Rift Charlotte Vestrup, Lund Eva Løbner, Scheie David, Hansen Carsten Palnæs, Hasselby Jane Preuss
Department of Pathology, Copenhagen University Hospital Rigshospitalet, Blegdamsvej 9, DK-2100 Copenhagen, Denmark.
Department of Pathology, Copenhagen University Hospital Rigshospitalet, Blegdamsvej 9, DK-2100 Copenhagen, Denmark.
Hum Pathol. 2021 Jul;113:47-58. doi: 10.1016/j.humpath.2021.04.009. Epub 2021 Apr 26.

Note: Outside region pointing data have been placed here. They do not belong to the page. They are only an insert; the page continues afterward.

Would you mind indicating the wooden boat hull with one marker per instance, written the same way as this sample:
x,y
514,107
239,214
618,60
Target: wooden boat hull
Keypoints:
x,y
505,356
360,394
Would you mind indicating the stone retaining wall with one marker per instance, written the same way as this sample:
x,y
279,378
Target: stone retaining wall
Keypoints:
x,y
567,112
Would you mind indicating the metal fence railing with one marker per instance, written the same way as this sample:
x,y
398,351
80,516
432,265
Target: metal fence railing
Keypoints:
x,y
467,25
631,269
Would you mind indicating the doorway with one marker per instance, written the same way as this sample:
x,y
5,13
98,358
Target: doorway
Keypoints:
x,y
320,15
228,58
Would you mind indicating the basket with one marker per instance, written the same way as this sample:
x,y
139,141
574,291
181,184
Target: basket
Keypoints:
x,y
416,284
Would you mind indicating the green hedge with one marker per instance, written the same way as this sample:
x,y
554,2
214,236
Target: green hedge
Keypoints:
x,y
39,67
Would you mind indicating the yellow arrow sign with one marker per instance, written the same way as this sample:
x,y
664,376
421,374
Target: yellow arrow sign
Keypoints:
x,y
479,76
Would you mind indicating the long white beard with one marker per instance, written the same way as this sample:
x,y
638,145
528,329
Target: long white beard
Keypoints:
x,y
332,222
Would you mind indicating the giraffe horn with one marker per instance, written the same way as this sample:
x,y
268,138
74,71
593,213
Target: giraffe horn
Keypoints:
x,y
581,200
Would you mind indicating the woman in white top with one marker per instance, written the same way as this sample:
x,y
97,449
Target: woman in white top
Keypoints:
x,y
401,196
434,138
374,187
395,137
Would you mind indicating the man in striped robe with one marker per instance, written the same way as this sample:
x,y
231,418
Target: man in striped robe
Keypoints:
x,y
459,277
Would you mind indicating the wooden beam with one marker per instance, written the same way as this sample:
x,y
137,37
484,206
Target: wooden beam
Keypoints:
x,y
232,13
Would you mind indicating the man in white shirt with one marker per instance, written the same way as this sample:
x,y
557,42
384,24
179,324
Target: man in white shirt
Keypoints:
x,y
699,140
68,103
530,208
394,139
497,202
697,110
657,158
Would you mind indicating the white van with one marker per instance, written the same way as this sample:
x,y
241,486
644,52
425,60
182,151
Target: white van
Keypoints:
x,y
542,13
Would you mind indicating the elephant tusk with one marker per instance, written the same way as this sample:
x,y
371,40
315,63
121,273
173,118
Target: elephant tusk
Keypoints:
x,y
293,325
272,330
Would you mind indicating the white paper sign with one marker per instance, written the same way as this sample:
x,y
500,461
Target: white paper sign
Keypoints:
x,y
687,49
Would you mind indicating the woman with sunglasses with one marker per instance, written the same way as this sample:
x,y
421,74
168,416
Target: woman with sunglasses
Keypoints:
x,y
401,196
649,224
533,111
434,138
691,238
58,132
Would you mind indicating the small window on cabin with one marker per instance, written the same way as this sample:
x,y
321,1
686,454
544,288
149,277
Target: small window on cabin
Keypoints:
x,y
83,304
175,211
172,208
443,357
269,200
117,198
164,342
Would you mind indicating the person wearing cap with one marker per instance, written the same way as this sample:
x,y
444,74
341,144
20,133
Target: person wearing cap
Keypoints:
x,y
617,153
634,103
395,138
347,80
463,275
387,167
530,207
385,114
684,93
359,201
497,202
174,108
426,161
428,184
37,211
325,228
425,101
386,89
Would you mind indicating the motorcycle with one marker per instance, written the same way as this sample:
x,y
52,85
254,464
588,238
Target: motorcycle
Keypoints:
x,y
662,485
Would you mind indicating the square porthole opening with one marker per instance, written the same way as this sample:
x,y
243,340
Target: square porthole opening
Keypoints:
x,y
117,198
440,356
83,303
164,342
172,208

Invasive intraductal papillary mucinous neoplasms (inv-IPMNs) have a better prognosis than regular pancreatic ductal adenocarcinoma (PDAC), but no association with status of surgical margins and microscopic infiltration patterns has previously been described. The aim of this study is to review patterns of invasion and the predictive value of clinical guidelines in terms of rates of resection of high-grade dysplasia (HGD) and cancer among intraductal papillary mucinous neoplasms (IPMNs). Consecutively, resected IPMNs between 2011 and 2017 were analyzed. Data were obtained from a prospectively maintained database. A total of 132 patients were identified. Out of these, 38 patients with inv-IPMNs, initially identified as solid lesions suspicious of cancer, were compared with a control group of 101 patients with ordinary PDAC. Lower rates of vascular invasion, perineural invasion, lymph node metastasis, advanced T stage, and R1 status were characteristic of the inv-IPMNs in addition to better overall survival (OS) for a low tumor stage. Furthermore, as novel findings, the PDACs presented with resection margin involvement of 3 or more positive margins (31.3% vs. 9.5%, p = 0.044), associated with poor OS. Of the patients presenting as pT3, the inv-IPMN less often invaded more than one extrapancreatic anatomical structure (40.1% vs. 63.9%, p = 0.03). Regarding the predictive value of clinical guidelines, the frequency of resected HGD in IPMNs with high-risk stigmata (n = 54) and IPMNs with worrisome features was 30.7%, and the frequency of invasive carcinoma was 5.7%. In conclusion, we report a low resection rate of high-risk IPMNs and present novel findings describing inv-IPMNs as a less infiltrative phenotype compared with regular PDAC.
浸润性导管内乳头状黏液性肿瘤(inv-IPMNs)的预后优于普通胰腺导管腺癌(PDAC),但此前尚未描述其与手术切缘状态及微观浸润模式之间的关联。本研究旨在回顾导管内乳头状黏液性肿瘤(IPMNs)的浸润模式以及临床指南对高级别异型增生(HGD)和癌症切除率的预测价值。连续分析了2011年至2017年间接受手术切除的IPMNs。数据来自前瞻性维护的数据库。共识别出132例患者。其中,38例最初被识别为疑似癌症的实性病变的inv-IPMNs患者与101例普通PDAC患者的对照组进行了比较。除低肿瘤分期患者总体生存率(OS)更好外,inv-IPMNs的血管侵犯、神经周围侵犯、淋巴结转移、晚期T分期和R1状态发生率较低。此外,作为新发现,PDAC出现3个或更多阳性切缘的切缘受累情况(31.3%对9.5%,p = 0.044),与较差的OS相关。在表现为pT3的患者中,inv-IPMN较少侵犯超过一个胰腺外解剖结构(40.1%对63.9%,p = 0.03)。关于临床指南的预测价值,具有高危特征的IPMNs(n = 54)和具有可疑特征的IPMNs中切除的HGD频率为30.7%,浸润性癌的频率为5.7%。总之,我们报告了高危IPMNs的低切除率,并呈现了新的发现,即与普通PDAC相比,inv-IPMNs是一种浸润性较小的表型。